Discussion in 'Job Seekers' started by charlottesome, Nov 11, 2012.
Nov 11, 2012
Not in my district. all contracted employees get paid September to June.
Our LTS get paid every 2 weeks on the same schedule as subs or hourly employees. They do not get paid over the summer.
I just accepted a long term subbing assignment myself. It is typical to expect a contract to be offered to me to sign with the start date, end date, start time, end time, and daily rate of compensation?
In many districts, you are typically paid the regular sub rate for x amount of days and then receive a higher LTS pay. Not sure at what point paperwork is involved, if at all.
You would not be paid over the summer in any district I'm familiar with.
LTS positions in my district get a daily rate- no pay over the summer because you don't work over the summer.
Anything under 90 days at my district gets daily sub pay. Anything over gets 1st year teacher salary. I know full year LTS gets 1st year salary + benefits. The salaried positions have the option of getting all pay during school year or spreading it out over the summer too.

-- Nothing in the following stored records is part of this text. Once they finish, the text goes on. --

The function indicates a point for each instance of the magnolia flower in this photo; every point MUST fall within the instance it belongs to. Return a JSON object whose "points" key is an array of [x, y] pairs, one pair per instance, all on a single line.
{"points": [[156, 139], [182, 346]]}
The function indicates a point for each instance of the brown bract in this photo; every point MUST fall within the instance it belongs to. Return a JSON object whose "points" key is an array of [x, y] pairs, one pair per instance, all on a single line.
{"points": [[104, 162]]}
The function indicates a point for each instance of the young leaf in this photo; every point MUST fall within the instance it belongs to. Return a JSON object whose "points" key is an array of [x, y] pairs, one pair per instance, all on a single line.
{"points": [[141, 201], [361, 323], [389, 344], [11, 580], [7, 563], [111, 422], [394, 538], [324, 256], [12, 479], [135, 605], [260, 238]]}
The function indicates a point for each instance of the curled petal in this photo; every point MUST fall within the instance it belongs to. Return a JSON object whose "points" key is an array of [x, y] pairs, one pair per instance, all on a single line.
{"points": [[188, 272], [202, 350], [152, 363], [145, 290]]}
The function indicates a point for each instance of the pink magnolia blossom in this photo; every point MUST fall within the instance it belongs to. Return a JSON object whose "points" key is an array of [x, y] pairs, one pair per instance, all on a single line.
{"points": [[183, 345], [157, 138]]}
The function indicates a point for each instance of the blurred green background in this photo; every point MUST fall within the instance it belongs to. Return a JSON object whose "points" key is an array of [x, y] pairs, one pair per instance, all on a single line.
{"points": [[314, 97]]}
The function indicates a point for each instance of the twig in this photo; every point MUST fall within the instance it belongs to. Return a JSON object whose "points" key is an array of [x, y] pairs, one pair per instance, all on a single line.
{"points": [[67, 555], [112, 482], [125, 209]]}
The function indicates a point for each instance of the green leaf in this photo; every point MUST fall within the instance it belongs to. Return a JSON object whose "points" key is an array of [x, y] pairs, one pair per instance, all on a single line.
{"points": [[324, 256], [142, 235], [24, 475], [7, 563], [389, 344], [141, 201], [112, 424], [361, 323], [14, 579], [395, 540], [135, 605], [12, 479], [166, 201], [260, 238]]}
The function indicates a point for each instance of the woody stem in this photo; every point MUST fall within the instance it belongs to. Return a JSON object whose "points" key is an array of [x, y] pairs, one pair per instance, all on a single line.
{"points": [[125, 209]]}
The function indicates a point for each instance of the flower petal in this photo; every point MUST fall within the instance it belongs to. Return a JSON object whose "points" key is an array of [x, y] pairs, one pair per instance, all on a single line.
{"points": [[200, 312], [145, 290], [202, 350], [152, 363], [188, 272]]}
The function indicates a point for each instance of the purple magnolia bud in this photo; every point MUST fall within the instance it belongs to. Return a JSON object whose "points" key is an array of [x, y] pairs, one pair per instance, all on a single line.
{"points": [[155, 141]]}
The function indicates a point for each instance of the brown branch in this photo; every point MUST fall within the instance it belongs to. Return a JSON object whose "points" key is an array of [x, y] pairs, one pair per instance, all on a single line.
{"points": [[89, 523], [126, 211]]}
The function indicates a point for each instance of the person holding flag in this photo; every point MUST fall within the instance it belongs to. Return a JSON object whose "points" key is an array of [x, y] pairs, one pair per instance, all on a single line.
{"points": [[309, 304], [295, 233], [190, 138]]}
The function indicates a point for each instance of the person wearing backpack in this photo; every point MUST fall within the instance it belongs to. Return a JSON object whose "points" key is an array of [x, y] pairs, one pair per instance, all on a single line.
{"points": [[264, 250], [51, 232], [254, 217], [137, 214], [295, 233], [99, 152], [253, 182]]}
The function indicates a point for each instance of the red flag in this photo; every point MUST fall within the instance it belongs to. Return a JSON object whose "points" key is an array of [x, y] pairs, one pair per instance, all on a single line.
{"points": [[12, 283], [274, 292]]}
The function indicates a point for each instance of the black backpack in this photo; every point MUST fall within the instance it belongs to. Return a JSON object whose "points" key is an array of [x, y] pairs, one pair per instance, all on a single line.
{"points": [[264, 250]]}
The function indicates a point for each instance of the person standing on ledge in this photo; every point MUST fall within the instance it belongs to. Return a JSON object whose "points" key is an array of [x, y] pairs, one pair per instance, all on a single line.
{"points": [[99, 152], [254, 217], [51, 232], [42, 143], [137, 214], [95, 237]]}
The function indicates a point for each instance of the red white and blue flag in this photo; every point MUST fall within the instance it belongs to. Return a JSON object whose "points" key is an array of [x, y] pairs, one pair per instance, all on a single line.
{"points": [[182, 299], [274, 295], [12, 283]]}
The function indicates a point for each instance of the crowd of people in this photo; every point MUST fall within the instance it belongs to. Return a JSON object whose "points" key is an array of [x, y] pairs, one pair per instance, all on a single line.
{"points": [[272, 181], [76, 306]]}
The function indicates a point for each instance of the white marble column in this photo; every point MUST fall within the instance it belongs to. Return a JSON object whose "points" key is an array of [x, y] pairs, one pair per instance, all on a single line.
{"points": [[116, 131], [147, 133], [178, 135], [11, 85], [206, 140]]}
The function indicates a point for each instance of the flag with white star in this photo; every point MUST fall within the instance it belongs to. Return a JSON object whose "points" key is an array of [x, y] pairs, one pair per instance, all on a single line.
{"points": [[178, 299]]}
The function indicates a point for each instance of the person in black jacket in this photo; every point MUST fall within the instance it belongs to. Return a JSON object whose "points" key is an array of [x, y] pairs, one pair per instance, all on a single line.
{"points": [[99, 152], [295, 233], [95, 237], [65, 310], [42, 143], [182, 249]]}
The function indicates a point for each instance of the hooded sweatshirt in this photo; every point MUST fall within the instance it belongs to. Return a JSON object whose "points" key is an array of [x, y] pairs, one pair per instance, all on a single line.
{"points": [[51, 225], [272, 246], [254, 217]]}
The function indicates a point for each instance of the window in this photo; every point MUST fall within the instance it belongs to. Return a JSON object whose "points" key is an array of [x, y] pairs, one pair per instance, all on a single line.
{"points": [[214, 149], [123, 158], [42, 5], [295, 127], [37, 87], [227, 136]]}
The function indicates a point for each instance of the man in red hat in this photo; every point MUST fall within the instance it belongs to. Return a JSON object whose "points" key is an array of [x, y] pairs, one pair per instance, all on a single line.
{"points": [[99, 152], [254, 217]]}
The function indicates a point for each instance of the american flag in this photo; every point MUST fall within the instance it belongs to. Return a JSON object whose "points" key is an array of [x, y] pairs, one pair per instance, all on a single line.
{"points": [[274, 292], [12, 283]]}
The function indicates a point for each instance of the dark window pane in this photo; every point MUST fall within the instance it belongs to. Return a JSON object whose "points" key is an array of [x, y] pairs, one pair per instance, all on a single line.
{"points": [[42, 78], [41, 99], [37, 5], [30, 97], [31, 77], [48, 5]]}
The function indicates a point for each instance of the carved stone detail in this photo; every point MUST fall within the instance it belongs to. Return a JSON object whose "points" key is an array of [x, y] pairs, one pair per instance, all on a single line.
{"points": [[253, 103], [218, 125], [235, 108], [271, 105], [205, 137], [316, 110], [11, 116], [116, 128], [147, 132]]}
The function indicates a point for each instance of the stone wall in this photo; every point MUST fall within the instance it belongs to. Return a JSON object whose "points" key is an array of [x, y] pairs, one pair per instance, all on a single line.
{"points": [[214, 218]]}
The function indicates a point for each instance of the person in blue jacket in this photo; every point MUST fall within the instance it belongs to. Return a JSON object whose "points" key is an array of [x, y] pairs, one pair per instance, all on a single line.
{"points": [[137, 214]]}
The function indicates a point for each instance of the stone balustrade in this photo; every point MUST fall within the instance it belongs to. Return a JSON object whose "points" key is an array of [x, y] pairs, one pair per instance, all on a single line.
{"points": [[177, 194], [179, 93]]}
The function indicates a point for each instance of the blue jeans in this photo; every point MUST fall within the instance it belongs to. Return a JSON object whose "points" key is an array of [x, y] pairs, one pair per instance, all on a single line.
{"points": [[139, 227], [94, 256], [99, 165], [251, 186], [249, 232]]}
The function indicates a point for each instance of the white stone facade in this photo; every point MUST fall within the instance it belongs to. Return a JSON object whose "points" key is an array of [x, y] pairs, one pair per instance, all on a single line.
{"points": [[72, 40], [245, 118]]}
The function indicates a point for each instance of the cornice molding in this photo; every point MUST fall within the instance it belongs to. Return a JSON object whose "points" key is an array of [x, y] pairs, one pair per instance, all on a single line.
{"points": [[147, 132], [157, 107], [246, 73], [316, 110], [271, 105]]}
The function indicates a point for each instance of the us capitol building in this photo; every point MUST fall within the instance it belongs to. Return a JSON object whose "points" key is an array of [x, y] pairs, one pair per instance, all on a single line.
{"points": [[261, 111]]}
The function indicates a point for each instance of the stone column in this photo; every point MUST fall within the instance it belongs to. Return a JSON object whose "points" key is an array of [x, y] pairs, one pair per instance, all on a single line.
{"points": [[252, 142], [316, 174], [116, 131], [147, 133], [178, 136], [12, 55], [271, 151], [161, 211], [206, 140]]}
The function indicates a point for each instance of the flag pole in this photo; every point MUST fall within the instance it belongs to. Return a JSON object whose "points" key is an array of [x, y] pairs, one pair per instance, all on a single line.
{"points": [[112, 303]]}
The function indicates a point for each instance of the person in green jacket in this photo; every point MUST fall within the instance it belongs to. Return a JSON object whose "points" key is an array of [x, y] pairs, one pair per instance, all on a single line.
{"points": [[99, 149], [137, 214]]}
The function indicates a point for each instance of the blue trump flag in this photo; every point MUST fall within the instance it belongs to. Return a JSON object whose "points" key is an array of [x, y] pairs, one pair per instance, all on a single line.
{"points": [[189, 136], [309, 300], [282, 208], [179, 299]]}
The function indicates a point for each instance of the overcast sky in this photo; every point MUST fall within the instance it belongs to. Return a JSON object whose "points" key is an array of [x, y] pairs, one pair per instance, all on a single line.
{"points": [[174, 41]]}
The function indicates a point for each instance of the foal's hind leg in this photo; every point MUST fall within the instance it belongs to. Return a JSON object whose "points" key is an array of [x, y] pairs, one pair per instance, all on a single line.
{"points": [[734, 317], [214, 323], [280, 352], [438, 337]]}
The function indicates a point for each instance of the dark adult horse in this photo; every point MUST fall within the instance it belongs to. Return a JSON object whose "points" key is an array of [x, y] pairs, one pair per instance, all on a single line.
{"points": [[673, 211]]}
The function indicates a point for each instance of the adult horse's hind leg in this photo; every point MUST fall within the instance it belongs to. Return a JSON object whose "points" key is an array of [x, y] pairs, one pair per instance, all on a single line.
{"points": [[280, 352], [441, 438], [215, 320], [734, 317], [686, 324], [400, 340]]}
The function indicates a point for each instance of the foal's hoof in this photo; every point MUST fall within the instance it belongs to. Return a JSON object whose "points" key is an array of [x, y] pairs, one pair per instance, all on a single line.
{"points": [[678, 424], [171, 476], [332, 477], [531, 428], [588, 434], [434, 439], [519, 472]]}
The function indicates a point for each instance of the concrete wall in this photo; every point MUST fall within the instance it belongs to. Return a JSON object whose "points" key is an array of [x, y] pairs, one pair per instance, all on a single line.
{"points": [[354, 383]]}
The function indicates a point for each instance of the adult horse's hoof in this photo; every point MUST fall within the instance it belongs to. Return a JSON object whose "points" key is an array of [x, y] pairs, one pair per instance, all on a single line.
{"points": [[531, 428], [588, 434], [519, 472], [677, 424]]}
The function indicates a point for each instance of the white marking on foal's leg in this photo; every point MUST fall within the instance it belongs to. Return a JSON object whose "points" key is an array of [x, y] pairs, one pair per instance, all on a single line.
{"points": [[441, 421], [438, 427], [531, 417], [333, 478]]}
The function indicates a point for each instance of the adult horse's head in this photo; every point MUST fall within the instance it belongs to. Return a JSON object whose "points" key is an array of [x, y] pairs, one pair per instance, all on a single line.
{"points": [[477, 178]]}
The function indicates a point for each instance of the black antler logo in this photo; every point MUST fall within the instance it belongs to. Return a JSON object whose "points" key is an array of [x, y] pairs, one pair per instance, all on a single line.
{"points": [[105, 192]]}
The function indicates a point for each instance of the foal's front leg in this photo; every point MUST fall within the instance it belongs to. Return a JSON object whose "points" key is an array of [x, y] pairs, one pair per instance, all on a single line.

Needless to say, they try to keep LTS under 90 days.....
As far as I know if you're a LTS the only difference is the slightly higher pay. Most districts won't offer benefits, although some might. But you're still not considered a permanent employee, and because your assignment is over at the end of the school year I'm pretty sure you wouldn't be compensated for the summer.
In my division you are paid for your contracted months. You would not be paid for the summer here.
Not around here.
In my district, subs don't have the option of spreading their pay out over the summer. The only way you'd receive a paycheck during the summer months is if you worked during the summer months.
Nov 15, 2012
Of course you wouldn't get it. You're paid by the day, even an LTS is based on that. Regular teachers get their pay prorated so that it spreads over the summer. In other words, in most school districts, teachers will get a smaller check each month for their 180 days (or whatever their contracted days are) so that they can get paid over the summer months at the same monthly salary. Subs never get that.
Same is true for classified workers. They are hourly workers, and they don't get paid over the summer if they don't work.
You also can't get UI as a sub.
In my district subs only get paid for the days actually worked, so no summer pay.
Nov 27, 2012
In my current interim position, I am receiving teacher pay, but I am only paid for the days that I work. This is good because it is a LOT more than I was paid as a sub, but of course more work added in. No benefits.
I never signed a contract because they were not exactly sure of the dates for ending since the teacher needed release to be allowed to work again. If you can get a long term sub position, it is excellent experience to add to a resume.